Monday, February 14, 2011


Since my first memories of myself, I have always been struggling with the problem of identifying myself as part of something. I am the kind of person who likes to be with others and admires groups, but does not easily identify with any of them.
In my professional life, the struggle assumes the form of a difficulty in identificating myself with any of the academic groups I should belong to. Since I work in an "Oriental Institute", I should be an Orientalist, but although I enjoy reading of Islamic Theodicy, I have no professional interest in Contemporary Jakarta (at least no more than I have in any other contemporary human society), nor in Central Asian pre-historic pottery (at least no more than I have in any other witness of a human society). Further, I do not identify myself as a "South Asian scholar", since I have no particular interest in contemporary South Asian literature, cinema, etc. Nor do I have any interest in Vedic India's tribes. This does not mean I do not enjoy reading about these themes, it only means that I do not think that they are professionally relevant to my work. Nor could I say that I am a "Sanskritist", since there is so much which has been written in Sanskrit that I am professionally happy to ignore.
What I think is professionally relevant to me, then? Any philosophical author of Classical, Post-Classical and Contemporary India and many philosophers outside India, insofar as they deal with topics I am interested in. Could I hence just understand myself as a "philosopher" or, better a "historian of philosophy"? The problem with that lies in the lack of a shared background. One can only identify as X if the group of Xs shares similar goals, background, worldview.
But, unfortunately, today's set of "historians of philosophy" has a comparably low interest in the themes I am most interested in (from the epistemology of injunctions to their linguistic role and hermeneutics)–and no interest at all in the authors I am most familiar with. It is hence tough to imagine a fruitful exchange if mutual dialogue is made so difficult. On a minimal basis: I happen to post comments on philosophical blogs and I am extremely grateful for any philosophical comment on this blog. But such instances of true exchange are so rare…
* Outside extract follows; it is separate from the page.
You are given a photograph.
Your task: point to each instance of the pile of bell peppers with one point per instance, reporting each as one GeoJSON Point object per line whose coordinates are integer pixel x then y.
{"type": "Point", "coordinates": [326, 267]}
How do readers feel about their "belonging to …"?


Dominik Wujastyk said...

Your question reminds me of a nice statement by the historian Ludmilla Jordanova, in a book in which she is introducing the methodology of historical studies (from memory): "A historian is someone whom other historians agree is one of them."

This whole thing about "belonging" is probably best ignored or left aside, in my view. We all tread unique paths, to some extent. At least, creative people do so. Let other people worry about whether they belong to us, rather.


Ruy D'Aleixo said...

Sometimes I think I'm an Skeptic, but usually I doubt.

Jayarava said...

Hi Elisa.

Dominick's view that "we all tread unique paths" is one that the subjects of our study - Indian thinkers - would have been puzzled by, I think. It speaks to the breakdown, and breakup of the societal mainstream that my fellow blogger David Chapman writes quite elegantly about on Approaching Aro. If it were true then we couldn't really understand each other - but we do, so it isn't.

Are you not an Indologist? Or is that too broad. Does not identifying with a particular group present a problem?

I usually notice on academic CVs that scholars have a range of interests and the Indologists almost always combine two or more main fields.

It's better to think of categories of scholars as overlapping fields with prototypical members at the centre, to which you bear a closer or more distant resemblance (Lakoff's theory of categories). One is not in or out, but more or less related to the prototypical member.

I would say, judging by what you blog about, that you're an Indologist with a focus on historical aspects of Indian philosophy. Your primary texts are in Sanskrit, so you are ipso facto a Sanskritist.

elisa freschi said...

Dominik, Aleix and Jayarava, thank you very much for your interesting comments.

@Dominik: I see your point and tend to think that (metaphorically speaking) one should subscribe to many mailing lists (and not just to "indology"). However, I wrote this post after having discussed this issue with several colleagues who answered that they feel absolutely at home in their field –they had not ever felt the need to ask themselves about it.
thanks again:-)

@Jayarava, thanks for telling me who I am (I am not joking, it is really interesting to see it from the outside). I could now rephrase the problem as concerning "Indologists" and "Sanskritists" in general. As for your "ipso facto", would you ever imagine a subject sounding like "English-written-staff (whatever it is)"? Yet, there are millions of Sanskrit texts, on each possible topic! More in general, I do not see the fact that the texts I am interested in have been composed in Sanskrit as constitutive of their being interesting to me. I guess I would be reading them even if they had been composed in Latin (or any other accessible language).
Yes, I will think of Wittgenstein's family-resemblances and think of myself as resembling to some members of the "Indologists" family and to some others of the "Historians of Philosophy" family (I might bare additional resemblances to further members of other families, of course).